The Charleigh Pollock fiasco is just the latest in what has become a very bad year for Premier Eby and his government. Cutting funds for medication that eases the pain of a child, while simultaneously throwing billions at tens of thousands of hires, including for political appointments, during an era of massive deficit spending could not come off as more heartless and oblivious.
So, what are David Eby’s priorities?
Family doctors are scarcer than ever, ER closures and wait times have never been worse, public disorder is creating chaos on our streets, and children are being denied end-of-life medication that could ease their suffering.
The consequences are piling up.
Blue-collar voters have migrated to the BC Conservatives. Manufacturing labourers are losing their jobs, massive government contracts are outsourced to China, and once loyal stakeholders have accused the premier and his government of breaking their trust.
Erratic policy-making is shaking NDP support
Sometimes a government can sustain itself and remain very popular despite difficult decisions, because they are regarded as competent managers. Doug Ford’s government in Ontario may be the best current example.
Given the state of B.C.’s finances, any claim by the NDP government to good management lacks evidence.

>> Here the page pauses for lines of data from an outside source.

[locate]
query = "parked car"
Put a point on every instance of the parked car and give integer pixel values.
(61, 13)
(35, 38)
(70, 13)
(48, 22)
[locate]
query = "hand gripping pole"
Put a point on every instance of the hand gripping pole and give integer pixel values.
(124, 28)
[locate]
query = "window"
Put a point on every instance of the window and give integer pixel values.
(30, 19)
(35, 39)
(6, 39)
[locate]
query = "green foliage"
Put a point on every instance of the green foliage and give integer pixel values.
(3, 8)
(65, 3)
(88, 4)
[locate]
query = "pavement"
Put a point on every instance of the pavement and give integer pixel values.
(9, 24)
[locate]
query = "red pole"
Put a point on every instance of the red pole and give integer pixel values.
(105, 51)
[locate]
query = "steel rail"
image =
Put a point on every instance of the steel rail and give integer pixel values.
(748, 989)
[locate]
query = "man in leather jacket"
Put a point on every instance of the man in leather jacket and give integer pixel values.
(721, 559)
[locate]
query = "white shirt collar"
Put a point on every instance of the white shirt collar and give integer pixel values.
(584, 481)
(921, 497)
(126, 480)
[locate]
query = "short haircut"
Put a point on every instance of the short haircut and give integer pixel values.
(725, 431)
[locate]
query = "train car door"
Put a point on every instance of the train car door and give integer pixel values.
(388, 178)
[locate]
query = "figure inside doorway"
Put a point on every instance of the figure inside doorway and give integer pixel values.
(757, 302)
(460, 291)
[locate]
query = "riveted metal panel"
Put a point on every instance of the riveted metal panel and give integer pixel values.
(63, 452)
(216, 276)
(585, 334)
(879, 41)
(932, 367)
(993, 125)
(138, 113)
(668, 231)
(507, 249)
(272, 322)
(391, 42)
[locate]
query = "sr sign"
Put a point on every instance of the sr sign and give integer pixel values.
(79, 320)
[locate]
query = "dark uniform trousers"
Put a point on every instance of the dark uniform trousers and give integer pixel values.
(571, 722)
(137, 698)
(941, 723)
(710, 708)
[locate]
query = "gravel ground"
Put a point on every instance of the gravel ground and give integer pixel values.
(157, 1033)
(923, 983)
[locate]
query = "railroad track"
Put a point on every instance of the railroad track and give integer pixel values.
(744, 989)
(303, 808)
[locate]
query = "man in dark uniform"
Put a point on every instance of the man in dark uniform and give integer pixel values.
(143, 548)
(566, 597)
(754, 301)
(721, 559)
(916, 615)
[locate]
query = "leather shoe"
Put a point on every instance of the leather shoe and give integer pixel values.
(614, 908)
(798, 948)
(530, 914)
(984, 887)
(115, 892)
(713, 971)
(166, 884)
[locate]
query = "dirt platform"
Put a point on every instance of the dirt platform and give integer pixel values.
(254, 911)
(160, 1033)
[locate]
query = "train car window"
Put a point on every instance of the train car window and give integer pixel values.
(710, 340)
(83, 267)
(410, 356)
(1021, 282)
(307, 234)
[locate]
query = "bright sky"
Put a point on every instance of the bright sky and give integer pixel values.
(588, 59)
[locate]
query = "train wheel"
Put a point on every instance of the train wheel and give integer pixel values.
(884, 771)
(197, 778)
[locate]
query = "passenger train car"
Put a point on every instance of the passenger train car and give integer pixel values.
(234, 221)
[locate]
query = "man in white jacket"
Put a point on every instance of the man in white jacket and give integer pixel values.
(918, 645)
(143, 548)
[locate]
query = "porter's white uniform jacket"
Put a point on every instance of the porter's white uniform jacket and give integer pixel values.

The most dire consequence of the province’s erratic policy directions may be the thin ice under their majority, as well as the fragility of their agreement with the BC Greens.
Already, the two-member Green caucus has voted against government on Bills 14 and 15, as did the then three Independent MLAs (two have since formed a fourth Opposition party called OneBC), forcing the NDP speaker to break the ties in order to pass the legislation.
The Greens also oppose the NDP government’s recent decision to green-light the Prince Rupert Gas Transmission Project (PRGT), which will feed the future Ksi Lisims LNG project.
The BC NDP came within a hair of being relegated to the opposition benches in last year’s election. If the BC government continues alienating supporters, putting political expediency over party principles and failing to show progress on key issues, it’s hard to imagine what promises Eby can make next time around that voters will believe.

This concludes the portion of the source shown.